Das war zu viel, jedenfalls für Wagner. Der auch als „Gossen-Goethe“ etikettierte Autor konnte die Tinte nicht halten. Er dichtete: „Ich sage es Ihnen: Sie sind die frustrierteste Frau, die ich kenne. Ihre Hormone sind dermaßen durcheinander, dass Sie nicht mehr wissen, was wer was ist. Liebe, Sehnsucht, Orgasmus, Feminismus, Vernunft. Sie sind eine durchgeknallte Frau, aber schieben Sie Ihren Zustand nicht auf uns Männer.“

Den "durchgeknallten Staatsanwalt" hatten sie durchgehen lassen

Pauli wechselte die Pose, von der Aufreizenden zur Verletzten.

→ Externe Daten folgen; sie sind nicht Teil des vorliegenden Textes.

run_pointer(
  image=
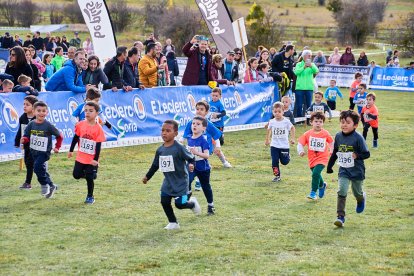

Sie klagte, bekam noch Recht vor dem Landgericht Traunstein, verlor jedoch vor dem Oberlandesgericht München, das den Wagner-Ausfall im Rahmen des Erlaubten sah. Das Bundesverfassungsgericht, das vor Jahren einen „durchgeknallten Staatsanwalt“ als zulässige Kritik hatte durchgehen lassen, zog nun in einem am Dienstag veröffentlichten Beschluss die Bremse bei der „durchgeknallten Frau“.

Die Münchner Richter hätten übersehen, dass die Meinungsfreiheit im Grundgesetz ausdrücklich bei der persönlichen Ehre an eine Schranke komme. „Durchgeknallt“ sei hier gewissermaßen Wagners Resümee aus dem zuvor Gesagten gewesen. Dadurch verschiebe er „die öffentliche Auseinandersetzung um die Person der Beschwerdeführerin hin zu rein spekulativen Behauptungen über den Kern ihrer Persönlichkeit als Privatperson“, erkannten die Verfassungsrichter. Der Autor stütze sein Urteil damit auf Annahmen über den innersten Intimbereich, „ohne dass sie irgendeinen Tatsachenkern hätten“.

Die Münchner Richter müssen den Fall nun erneut entscheiden, vermutlich mit gutem Ausgang für Frau Pauli. Der Beschluss aus Karlsruhe dürfte auch die Aufmerksamkeit für ihr Buch „Die rote Rebellin“ steigern.